Printed headline: One Source
European Aviation Safety Agency’s (EASA) stakeholders rejoice—the agency has finished the first part of a 10-phase project that will ultimately create a single, electronic source for all regulations applicable to users of European airspace. EASA’s eRules aim to create an efficient and reliable interface for users to access EASA regulations, acceptable means of compliance and guidance material.
The agency dubs the new system “aviation rules for the 21st century” and states that it will be a comprehensive, single system for the drafting, sharing and storing of rules, “offer[ing] easy [online] access to all rules and regulations as well as new and innovative applications such as rulemaking process automation, stakeholder consultation, cross-referencing, and comparison with [International Civil Aviation Organization] and third countries’ standards.”
EASA eRules’ first publication, Easy Access Rules for Continuing Airworthiness (Regulation [EU] No 1321/2014), was released Jan. 20. At 707 pages, the document doesn’t quite live up to its name, but it does in fact allow users to review regulation and guidance side-by-side in a color-coded format, vastly improving accessibility to continuing airworthiness rules.

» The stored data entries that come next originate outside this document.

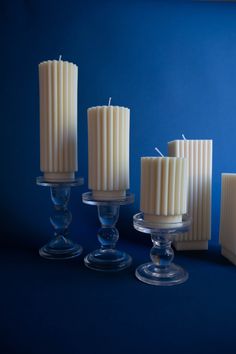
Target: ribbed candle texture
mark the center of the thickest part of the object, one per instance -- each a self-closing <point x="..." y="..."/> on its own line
<point x="108" y="147"/>
<point x="163" y="188"/>
<point x="58" y="81"/>
<point x="199" y="154"/>
<point x="228" y="216"/>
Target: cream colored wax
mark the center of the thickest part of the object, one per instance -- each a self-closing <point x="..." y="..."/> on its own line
<point x="108" y="147"/>
<point x="227" y="217"/>
<point x="163" y="188"/>
<point x="199" y="154"/>
<point x="58" y="81"/>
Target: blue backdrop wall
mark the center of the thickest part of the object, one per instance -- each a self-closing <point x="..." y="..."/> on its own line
<point x="171" y="63"/>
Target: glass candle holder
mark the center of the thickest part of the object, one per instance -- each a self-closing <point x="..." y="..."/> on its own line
<point x="60" y="246"/>
<point x="161" y="271"/>
<point x="107" y="257"/>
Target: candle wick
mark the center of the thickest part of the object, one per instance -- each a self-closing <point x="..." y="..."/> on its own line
<point x="159" y="152"/>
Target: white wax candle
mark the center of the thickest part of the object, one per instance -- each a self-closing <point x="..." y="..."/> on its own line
<point x="58" y="81"/>
<point x="108" y="146"/>
<point x="199" y="154"/>
<point x="227" y="217"/>
<point x="163" y="188"/>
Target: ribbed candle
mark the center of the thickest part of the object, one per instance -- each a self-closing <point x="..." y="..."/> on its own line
<point x="163" y="188"/>
<point x="108" y="146"/>
<point x="58" y="81"/>
<point x="227" y="217"/>
<point x="199" y="154"/>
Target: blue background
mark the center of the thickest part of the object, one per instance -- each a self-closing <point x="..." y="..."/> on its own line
<point x="173" y="65"/>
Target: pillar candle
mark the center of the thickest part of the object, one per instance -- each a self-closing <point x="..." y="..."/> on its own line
<point x="58" y="119"/>
<point x="227" y="217"/>
<point x="199" y="154"/>
<point x="108" y="147"/>
<point x="163" y="188"/>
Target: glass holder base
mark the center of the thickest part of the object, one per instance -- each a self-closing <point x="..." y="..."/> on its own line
<point x="108" y="258"/>
<point x="60" y="246"/>
<point x="50" y="251"/>
<point x="161" y="271"/>
<point x="150" y="274"/>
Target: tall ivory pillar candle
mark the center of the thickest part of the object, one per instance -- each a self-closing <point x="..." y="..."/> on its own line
<point x="163" y="188"/>
<point x="58" y="81"/>
<point x="227" y="217"/>
<point x="199" y="154"/>
<point x="108" y="147"/>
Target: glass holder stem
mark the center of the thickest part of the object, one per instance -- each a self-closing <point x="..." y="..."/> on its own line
<point x="60" y="246"/>
<point x="162" y="270"/>
<point x="107" y="257"/>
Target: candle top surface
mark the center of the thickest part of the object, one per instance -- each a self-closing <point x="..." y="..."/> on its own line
<point x="172" y="141"/>
<point x="163" y="157"/>
<point x="228" y="174"/>
<point x="55" y="61"/>
<point x="106" y="106"/>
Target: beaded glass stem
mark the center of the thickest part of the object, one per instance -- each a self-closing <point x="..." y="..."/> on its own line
<point x="60" y="246"/>
<point x="107" y="257"/>
<point x="161" y="271"/>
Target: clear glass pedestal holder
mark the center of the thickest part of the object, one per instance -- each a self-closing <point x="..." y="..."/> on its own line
<point x="60" y="246"/>
<point x="161" y="271"/>
<point x="107" y="257"/>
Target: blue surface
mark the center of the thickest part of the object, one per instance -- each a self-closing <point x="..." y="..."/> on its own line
<point x="62" y="307"/>
<point x="173" y="64"/>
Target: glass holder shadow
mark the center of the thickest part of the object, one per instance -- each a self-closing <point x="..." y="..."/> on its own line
<point x="107" y="257"/>
<point x="60" y="246"/>
<point x="161" y="271"/>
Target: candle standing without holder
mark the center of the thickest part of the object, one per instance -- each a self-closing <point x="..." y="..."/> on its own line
<point x="161" y="271"/>
<point x="60" y="247"/>
<point x="108" y="258"/>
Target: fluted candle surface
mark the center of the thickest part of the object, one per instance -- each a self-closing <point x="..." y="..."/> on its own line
<point x="227" y="217"/>
<point x="163" y="188"/>
<point x="108" y="147"/>
<point x="58" y="81"/>
<point x="199" y="154"/>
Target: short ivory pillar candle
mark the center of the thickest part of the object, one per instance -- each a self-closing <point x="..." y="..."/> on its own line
<point x="228" y="216"/>
<point x="163" y="188"/>
<point x="58" y="82"/>
<point x="108" y="147"/>
<point x="199" y="154"/>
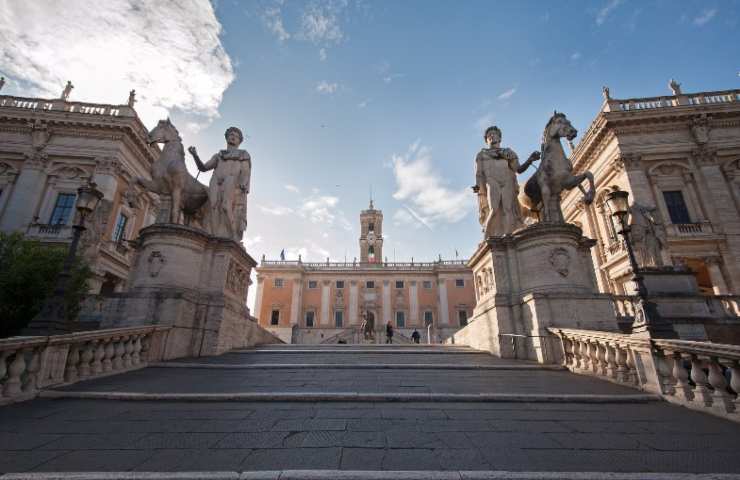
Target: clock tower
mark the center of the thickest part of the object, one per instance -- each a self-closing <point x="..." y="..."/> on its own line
<point x="371" y="235"/>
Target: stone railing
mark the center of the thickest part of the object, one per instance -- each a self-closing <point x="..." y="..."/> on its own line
<point x="60" y="105"/>
<point x="699" y="375"/>
<point x="441" y="264"/>
<point x="649" y="103"/>
<point x="28" y="364"/>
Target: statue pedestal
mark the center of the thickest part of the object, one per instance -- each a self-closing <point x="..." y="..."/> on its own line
<point x="192" y="281"/>
<point x="539" y="277"/>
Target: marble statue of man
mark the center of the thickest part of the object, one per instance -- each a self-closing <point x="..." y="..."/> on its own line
<point x="648" y="235"/>
<point x="497" y="187"/>
<point x="229" y="186"/>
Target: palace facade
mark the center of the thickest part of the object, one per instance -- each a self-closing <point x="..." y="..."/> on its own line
<point x="679" y="154"/>
<point x="48" y="149"/>
<point x="329" y="302"/>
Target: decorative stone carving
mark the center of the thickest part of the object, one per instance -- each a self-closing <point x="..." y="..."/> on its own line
<point x="700" y="129"/>
<point x="229" y="186"/>
<point x="156" y="262"/>
<point x="648" y="235"/>
<point x="497" y="187"/>
<point x="560" y="261"/>
<point x="554" y="173"/>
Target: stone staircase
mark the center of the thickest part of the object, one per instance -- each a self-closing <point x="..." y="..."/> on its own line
<point x="361" y="412"/>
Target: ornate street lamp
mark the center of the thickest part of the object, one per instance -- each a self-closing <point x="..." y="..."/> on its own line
<point x="52" y="319"/>
<point x="647" y="319"/>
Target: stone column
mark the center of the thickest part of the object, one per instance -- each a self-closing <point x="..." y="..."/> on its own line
<point x="715" y="275"/>
<point x="444" y="310"/>
<point x="353" y="294"/>
<point x="325" y="290"/>
<point x="258" y="300"/>
<point x="295" y="301"/>
<point x="413" y="303"/>
<point x="386" y="301"/>
<point x="29" y="187"/>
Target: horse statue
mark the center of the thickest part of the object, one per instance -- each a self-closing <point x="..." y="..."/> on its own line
<point x="554" y="174"/>
<point x="171" y="177"/>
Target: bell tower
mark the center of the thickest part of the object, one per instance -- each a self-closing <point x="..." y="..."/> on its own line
<point x="371" y="235"/>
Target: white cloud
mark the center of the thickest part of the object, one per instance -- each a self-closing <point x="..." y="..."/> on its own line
<point x="507" y="94"/>
<point x="273" y="19"/>
<point x="108" y="48"/>
<point x="427" y="198"/>
<point x="604" y="12"/>
<point x="326" y="88"/>
<point x="320" y="22"/>
<point x="705" y="17"/>
<point x="276" y="210"/>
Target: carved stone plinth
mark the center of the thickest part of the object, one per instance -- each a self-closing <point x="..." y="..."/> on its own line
<point x="192" y="281"/>
<point x="539" y="277"/>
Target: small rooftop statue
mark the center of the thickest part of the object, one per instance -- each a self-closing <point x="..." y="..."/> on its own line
<point x="675" y="87"/>
<point x="67" y="90"/>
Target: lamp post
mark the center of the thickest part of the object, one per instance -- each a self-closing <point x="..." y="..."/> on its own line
<point x="647" y="318"/>
<point x="52" y="319"/>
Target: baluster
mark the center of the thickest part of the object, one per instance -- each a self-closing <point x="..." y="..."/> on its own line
<point x="700" y="379"/>
<point x="71" y="373"/>
<point x="129" y="349"/>
<point x="722" y="399"/>
<point x="135" y="356"/>
<point x="85" y="359"/>
<point x="118" y="357"/>
<point x="97" y="365"/>
<point x="110" y="350"/>
<point x="17" y="367"/>
<point x="681" y="376"/>
<point x="31" y="381"/>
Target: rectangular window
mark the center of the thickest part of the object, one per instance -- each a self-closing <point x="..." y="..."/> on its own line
<point x="676" y="207"/>
<point x="62" y="208"/>
<point x="462" y="315"/>
<point x="400" y="319"/>
<point x="120" y="230"/>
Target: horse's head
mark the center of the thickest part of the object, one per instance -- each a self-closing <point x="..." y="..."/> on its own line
<point x="559" y="126"/>
<point x="164" y="132"/>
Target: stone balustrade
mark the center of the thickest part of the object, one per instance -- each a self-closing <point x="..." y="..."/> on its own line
<point x="699" y="375"/>
<point x="28" y="364"/>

EASA’s new compilation of continuing airworthiness rules includes all the annexes of Regulation (EU) No 1321/2014 (i.e., Part-M, Part-145, Part-66, Part-147 and Part-T). Credit: EASA
In the past 15 months, EASA has published “easy access” consolidated rules governing air traffic controllers, initial airworthiness, aircrews and operations. The most recent continuing airworthiness publication is the first “powered by eRules,” which will ultimately integrate to an online platform, expected to be completed in 2018.

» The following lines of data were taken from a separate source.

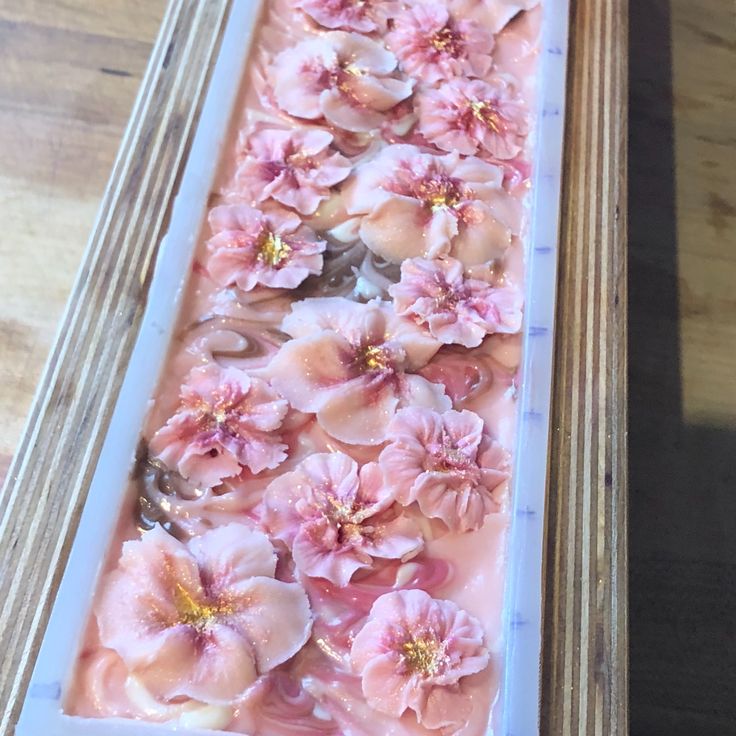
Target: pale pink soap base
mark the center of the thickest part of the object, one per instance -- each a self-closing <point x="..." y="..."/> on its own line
<point x="355" y="300"/>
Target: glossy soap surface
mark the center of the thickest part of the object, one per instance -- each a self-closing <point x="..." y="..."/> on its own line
<point x="315" y="535"/>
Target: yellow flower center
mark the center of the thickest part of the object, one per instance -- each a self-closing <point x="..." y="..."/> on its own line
<point x="375" y="358"/>
<point x="273" y="250"/>
<point x="424" y="655"/>
<point x="195" y="613"/>
<point x="439" y="193"/>
<point x="446" y="40"/>
<point x="485" y="113"/>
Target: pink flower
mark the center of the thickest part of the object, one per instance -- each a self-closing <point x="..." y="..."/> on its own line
<point x="203" y="619"/>
<point x="335" y="520"/>
<point x="363" y="16"/>
<point x="294" y="167"/>
<point x="343" y="77"/>
<point x="353" y="365"/>
<point x="432" y="45"/>
<point x="455" y="309"/>
<point x="226" y="421"/>
<point x="251" y="247"/>
<point x="446" y="463"/>
<point x="466" y="115"/>
<point x="412" y="655"/>
<point x="419" y="204"/>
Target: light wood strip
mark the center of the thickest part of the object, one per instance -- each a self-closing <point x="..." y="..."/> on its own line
<point x="584" y="665"/>
<point x="585" y="643"/>
<point x="48" y="480"/>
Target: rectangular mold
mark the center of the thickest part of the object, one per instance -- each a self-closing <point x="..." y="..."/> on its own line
<point x="520" y="691"/>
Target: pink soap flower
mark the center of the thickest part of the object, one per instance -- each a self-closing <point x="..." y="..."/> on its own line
<point x="412" y="654"/>
<point x="336" y="520"/>
<point x="354" y="365"/>
<point x="454" y="309"/>
<point x="204" y="619"/>
<point x="344" y="77"/>
<point x="251" y="247"/>
<point x="226" y="421"/>
<point x="293" y="167"/>
<point x="420" y="204"/>
<point x="363" y="16"/>
<point x="446" y="463"/>
<point x="433" y="45"/>
<point x="471" y="116"/>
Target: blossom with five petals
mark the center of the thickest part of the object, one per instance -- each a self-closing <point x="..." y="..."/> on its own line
<point x="455" y="309"/>
<point x="270" y="247"/>
<point x="433" y="44"/>
<point x="354" y="365"/>
<point x="419" y="204"/>
<point x="446" y="463"/>
<point x="226" y="421"/>
<point x="473" y="117"/>
<point x="337" y="520"/>
<point x="293" y="167"/>
<point x="344" y="77"/>
<point x="413" y="653"/>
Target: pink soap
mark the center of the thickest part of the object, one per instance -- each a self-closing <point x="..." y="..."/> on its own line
<point x="314" y="538"/>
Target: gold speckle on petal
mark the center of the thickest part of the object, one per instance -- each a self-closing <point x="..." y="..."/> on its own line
<point x="273" y="250"/>
<point x="486" y="114"/>
<point x="424" y="655"/>
<point x="375" y="358"/>
<point x="447" y="41"/>
<point x="193" y="612"/>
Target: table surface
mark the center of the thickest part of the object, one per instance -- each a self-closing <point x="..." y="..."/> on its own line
<point x="70" y="75"/>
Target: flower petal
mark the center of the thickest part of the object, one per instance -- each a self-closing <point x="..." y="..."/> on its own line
<point x="274" y="637"/>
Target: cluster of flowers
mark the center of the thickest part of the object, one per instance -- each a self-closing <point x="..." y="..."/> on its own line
<point x="205" y="618"/>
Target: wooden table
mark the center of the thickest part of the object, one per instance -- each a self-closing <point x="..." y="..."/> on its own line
<point x="69" y="76"/>
<point x="682" y="375"/>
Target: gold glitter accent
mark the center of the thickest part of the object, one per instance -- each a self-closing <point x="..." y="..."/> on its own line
<point x="273" y="250"/>
<point x="485" y="113"/>
<point x="375" y="358"/>
<point x="424" y="655"/>
<point x="446" y="40"/>
<point x="193" y="613"/>
<point x="439" y="193"/>
<point x="352" y="70"/>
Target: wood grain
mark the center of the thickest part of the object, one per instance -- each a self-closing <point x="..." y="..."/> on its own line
<point x="584" y="667"/>
<point x="68" y="79"/>
<point x="49" y="477"/>
<point x="585" y="629"/>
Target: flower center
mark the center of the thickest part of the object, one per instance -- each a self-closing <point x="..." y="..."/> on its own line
<point x="446" y="458"/>
<point x="375" y="358"/>
<point x="447" y="41"/>
<point x="273" y="251"/>
<point x="424" y="655"/>
<point x="485" y="113"/>
<point x="192" y="612"/>
<point x="440" y="192"/>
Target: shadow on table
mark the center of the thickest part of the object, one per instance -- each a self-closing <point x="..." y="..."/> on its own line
<point x="682" y="492"/>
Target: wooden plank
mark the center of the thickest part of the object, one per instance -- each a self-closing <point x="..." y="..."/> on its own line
<point x="70" y="73"/>
<point x="49" y="477"/>
<point x="585" y="629"/>
<point x="585" y="655"/>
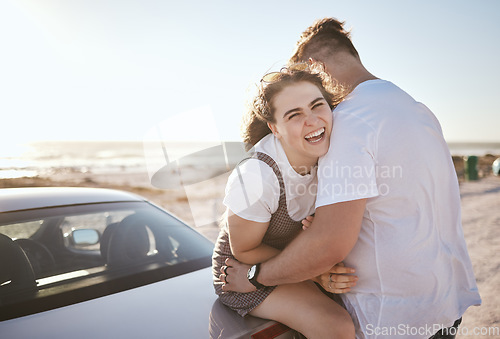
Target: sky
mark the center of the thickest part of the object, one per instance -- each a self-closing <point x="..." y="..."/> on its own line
<point x="117" y="69"/>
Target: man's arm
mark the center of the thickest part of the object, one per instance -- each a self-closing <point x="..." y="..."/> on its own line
<point x="331" y="237"/>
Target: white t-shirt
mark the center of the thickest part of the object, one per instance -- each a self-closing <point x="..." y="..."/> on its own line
<point x="252" y="190"/>
<point x="411" y="257"/>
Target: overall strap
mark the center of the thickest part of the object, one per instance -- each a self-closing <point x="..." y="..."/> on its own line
<point x="274" y="166"/>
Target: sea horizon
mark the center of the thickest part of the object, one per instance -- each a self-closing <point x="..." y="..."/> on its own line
<point x="40" y="158"/>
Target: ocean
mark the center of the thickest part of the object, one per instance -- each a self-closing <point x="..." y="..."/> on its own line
<point x="49" y="157"/>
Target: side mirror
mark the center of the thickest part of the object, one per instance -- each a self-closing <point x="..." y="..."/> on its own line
<point x="84" y="237"/>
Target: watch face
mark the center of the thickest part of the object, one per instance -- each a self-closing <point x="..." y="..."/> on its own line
<point x="251" y="272"/>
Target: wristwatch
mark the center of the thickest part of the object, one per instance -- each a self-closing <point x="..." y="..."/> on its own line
<point x="252" y="274"/>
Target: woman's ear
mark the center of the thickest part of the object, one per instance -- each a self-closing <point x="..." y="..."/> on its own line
<point x="273" y="129"/>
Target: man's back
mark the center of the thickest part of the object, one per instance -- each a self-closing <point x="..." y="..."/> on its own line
<point x="411" y="257"/>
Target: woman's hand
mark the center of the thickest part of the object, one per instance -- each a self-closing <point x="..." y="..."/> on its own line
<point x="336" y="279"/>
<point x="306" y="223"/>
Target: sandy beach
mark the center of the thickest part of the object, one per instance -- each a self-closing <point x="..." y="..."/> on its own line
<point x="200" y="205"/>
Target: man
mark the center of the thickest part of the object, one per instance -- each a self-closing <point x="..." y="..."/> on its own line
<point x="388" y="205"/>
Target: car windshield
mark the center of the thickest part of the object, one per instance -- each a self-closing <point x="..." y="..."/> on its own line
<point x="80" y="252"/>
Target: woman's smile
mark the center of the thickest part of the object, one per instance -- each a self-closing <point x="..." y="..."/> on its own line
<point x="315" y="136"/>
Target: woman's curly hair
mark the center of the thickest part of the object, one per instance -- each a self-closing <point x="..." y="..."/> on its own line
<point x="261" y="110"/>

EASA is not the only agency bringing its regulatory library into the current tech age. The FAA’s Dynamic Regulatory System materialized in response to an FAA-industry regulatory consistency committee recommendation. A 2014 Government Accountability Office report indicated that the “master source” would consolidate all certification and flight standards, rules and guidance material for easy access. At a subsequent congressional hearing, FAA representatives stated that the project was “on schedule.” No word yet on its expected release date.